Anyway, I feel so excited, so hopeful and so PROUD of our country today. After almost eight years of near rage and almost physical illness every time I would hear or see the current resident of OUR White House, it is so refreshing to watch and listen to a beautiful, brilliant, inspiring, CLASSY man and his gorgeous family poised to bring us back a position of respect and admiration around the world.

I just hope and pray it’s not too late to repair what has been lost, destroyed or corrupted during the ‘long, national nightmare’ of the administration of He Who Shall Not Be Named So As Not To Sully My Blog.

Now, here’s Al Gore. Don’t even get me started on what could have been with him as our president.

Who Says One Artist Can’t Change the World?

Monday, May 5th, 2008

My friend Jan Kucker sent me a link to this absolutely beautiful video of artist “Kaziah,” who paints portraits of soldiers who have died in Iraq. She has painted hundreds of them, refuses any payment, sends them to the families, and then just keeps going. What a tragedy that she has over 4,000 soldiers to choose from. But what comfort and joy she brings to the mothers, fathers and loved ones whose pain will never go away. I dare you not to cry. A very touching video. Click here: http://www.militarytimes.com/hancock

Life is short, and oh, so precious

Tuesday, April 15th, 2008

My thought was to begin this blog with my ruminations on the process of recording my latest jazz CD. I intend to do that; after all, this is my music blog. But today I learned that a very young lady, who grew up here in Petaluma and whose family I have known for several years, died tragically and unexpectedly from a fall off a cliff overlooking Rodeo Beach in the Marin headlands. Although I didn’t know Phoebe Washer very well personally, I do know her mother, Drew, and was especially smitten by her brother Henry, who is a friend of my daughter. I’ve been thinking about the family all day long, and feel so heavy in my heart for their pain. It is something I dare not imagine, that devastation and utterly bereft and unfathomable dark hole of anguish that Pheobe’s parents must be experiencing as I write this. In moments like these, one automatically thinks of their own child, and the heart clenches in that reflexive, instinctual spasm of “oh no God please don’t ever let this happen to mine. Please keep her safe.” And I’m not religious in any way, but Who Else to call on but ‘God’ the huge omnipresent Presence who surely must be able to prevent things like this from happening? If not God, then Whom?

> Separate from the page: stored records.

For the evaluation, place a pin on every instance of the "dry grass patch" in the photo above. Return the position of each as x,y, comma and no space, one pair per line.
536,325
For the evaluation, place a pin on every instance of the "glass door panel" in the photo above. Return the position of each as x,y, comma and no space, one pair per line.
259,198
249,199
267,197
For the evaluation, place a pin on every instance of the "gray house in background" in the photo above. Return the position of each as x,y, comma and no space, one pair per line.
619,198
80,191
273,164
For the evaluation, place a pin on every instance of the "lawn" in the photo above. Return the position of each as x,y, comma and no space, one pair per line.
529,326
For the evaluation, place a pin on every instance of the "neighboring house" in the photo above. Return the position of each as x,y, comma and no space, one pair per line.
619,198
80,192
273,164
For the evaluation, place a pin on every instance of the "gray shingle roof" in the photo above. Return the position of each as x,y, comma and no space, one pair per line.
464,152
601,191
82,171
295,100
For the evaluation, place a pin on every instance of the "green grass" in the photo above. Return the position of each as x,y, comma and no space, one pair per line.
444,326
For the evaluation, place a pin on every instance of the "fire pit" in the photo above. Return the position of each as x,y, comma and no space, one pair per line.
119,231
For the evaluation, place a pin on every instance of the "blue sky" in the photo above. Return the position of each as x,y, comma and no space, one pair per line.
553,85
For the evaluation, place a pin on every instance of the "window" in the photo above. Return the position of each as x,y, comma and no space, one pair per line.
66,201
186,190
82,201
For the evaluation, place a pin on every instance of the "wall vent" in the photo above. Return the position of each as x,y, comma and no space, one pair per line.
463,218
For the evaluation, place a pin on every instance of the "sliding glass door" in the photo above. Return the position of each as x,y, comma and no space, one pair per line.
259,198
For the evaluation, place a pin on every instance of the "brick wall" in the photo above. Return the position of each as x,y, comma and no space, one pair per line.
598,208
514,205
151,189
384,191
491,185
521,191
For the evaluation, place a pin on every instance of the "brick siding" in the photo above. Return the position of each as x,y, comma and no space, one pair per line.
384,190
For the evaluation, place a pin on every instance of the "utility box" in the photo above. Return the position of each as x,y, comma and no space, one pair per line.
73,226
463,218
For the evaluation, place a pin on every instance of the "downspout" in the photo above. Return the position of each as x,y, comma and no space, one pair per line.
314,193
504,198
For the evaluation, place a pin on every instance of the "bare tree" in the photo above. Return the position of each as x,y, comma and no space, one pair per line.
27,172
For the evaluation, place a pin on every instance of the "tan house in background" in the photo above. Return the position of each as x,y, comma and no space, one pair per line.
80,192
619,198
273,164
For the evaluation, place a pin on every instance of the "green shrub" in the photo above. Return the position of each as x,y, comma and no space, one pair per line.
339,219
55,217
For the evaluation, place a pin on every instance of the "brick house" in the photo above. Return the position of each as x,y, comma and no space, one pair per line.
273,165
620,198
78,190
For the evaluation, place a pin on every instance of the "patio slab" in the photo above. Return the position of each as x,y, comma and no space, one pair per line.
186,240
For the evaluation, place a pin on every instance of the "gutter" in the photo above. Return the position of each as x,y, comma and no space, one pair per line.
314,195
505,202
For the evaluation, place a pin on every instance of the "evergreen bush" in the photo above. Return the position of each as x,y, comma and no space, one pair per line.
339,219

Phoebe was a truly remarkable artist. In fact, her art was astounding, deep and full of a wisdom that belies the young age at which she created it. You can see it at her website: http://www.phoebewasher.com.

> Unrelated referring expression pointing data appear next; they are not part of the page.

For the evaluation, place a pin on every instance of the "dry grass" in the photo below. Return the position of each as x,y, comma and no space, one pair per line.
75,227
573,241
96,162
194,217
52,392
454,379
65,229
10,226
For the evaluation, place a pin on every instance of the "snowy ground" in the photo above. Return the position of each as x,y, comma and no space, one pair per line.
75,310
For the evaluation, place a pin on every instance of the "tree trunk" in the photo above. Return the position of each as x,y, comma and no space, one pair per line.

I think that Phoebe’s art perfectly reflects the image that I have of her in my mind. Ethereally beautiful - Phoebe\'s portraitin fact, she was so physically beautiful, as you can see, that it was hard to look at her - impossible beauty! Yet with a sweetness that was not cloying or self-aware…more nostalgic or old-fashioned. So much like the images that she created in her paintings. Maybe it’s because I am the mother of a teen-aged girl, but I find that all of the young women here in Petaluma that were Phoebe’s friends and my daughter’s acquaintances are so painfully beautiful in their rawness and openness. How was Phoebe able to render those aspects of herself into images that evoke stories of loneliness, pathos, searching, discovery, arrival? At 16, 17, 18, 19 years of age? Only talent that she was born with, and parents that nurtured it, and friends and family who loved her for it and knew it’s promise.

Dear Phoebe, rest in peace. I am so sorry you are gone. Sorry for all those who love you and will miss you every day. You’ve reminded me today that the beautiful, the talented, the special and the blessed can leave just as suddenly and irrevocably as anyone else.